According to a July 19 report by Reuters that quoted an unnamed source close to the FTC, the proposed settlement would not include a monetary fine of Intel, but would force the company to extend changes in marketing behavior outlined in a previous settlement with rival Advanced Micro Devices to the graphics chip space.
In addition, the deal would put limitations on how Intel uses volume discounts for both computing and graphics chips.
The proposed settlement comes a month after the two sides agreed to suspend legal proceedings to give lawyers for Intel and the FTC room to negotiate a settlement. The deadline was set for July 22. Now that a proposed one is in place, the full commission must vote to accept the deal. If that happens, it will then go out for public comment.
The FTC was only the latest regulatory agency to take a run at Intel for allegedly abusing its dominant position in the x86 chip market to unfairly shut out competitive products from AMD.
South Korean and Japanese regulators fined Intel several years ago for alleged monopolistic behavior, and the European Commission fined Intel $1.45 billion last year for similar reasons.
Later in the year, both the FTC and the New York State Attorney General's Office sued Intel, claiming that the company's antitrust behavior was unfairly keeping competition out of the market.
Intel allegedly used coerced OEMs, including Dell, Hewlett-Packard, IBM and others, to limit their use of AMD products.
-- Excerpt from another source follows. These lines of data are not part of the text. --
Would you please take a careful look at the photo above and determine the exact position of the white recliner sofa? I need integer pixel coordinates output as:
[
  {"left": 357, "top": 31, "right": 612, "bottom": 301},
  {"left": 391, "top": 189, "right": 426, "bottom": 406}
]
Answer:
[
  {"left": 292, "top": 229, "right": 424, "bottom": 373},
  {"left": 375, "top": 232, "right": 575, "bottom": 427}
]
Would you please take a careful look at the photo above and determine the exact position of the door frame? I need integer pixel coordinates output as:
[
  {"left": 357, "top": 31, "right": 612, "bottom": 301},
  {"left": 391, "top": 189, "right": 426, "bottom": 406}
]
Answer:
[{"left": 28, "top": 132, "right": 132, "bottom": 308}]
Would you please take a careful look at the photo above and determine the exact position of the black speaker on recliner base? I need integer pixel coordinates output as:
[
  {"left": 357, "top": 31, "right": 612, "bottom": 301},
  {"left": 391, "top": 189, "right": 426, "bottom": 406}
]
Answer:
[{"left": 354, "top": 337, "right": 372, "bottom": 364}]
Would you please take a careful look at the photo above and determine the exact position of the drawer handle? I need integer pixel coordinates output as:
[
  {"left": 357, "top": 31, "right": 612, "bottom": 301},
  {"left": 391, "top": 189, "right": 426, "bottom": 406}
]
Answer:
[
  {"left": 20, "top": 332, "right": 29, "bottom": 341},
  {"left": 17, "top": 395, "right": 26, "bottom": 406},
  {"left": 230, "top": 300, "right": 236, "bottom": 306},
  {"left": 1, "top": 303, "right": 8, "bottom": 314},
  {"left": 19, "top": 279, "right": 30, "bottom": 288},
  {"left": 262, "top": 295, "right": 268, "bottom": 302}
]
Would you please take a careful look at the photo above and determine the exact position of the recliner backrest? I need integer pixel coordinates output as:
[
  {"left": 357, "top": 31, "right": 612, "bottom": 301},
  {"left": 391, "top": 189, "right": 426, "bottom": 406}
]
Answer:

In addition, the FTC also said Intel was using the same practices in the burgeoning GPU market to hinder competition from Nvidia, and that Intel had altered some of its technologies so that they hurt the performance of products from AMD.
Intel also is being sued by Nvidia, and late last year settled its legal issues with AMD in a deal that includes a $1.25 billion payout to AMD and a promise to not engage in anti-competitive behaviors.
Intel executives have denied that they engaged in such business practices, saying that while they have been aggressive in the market, they also have been fair.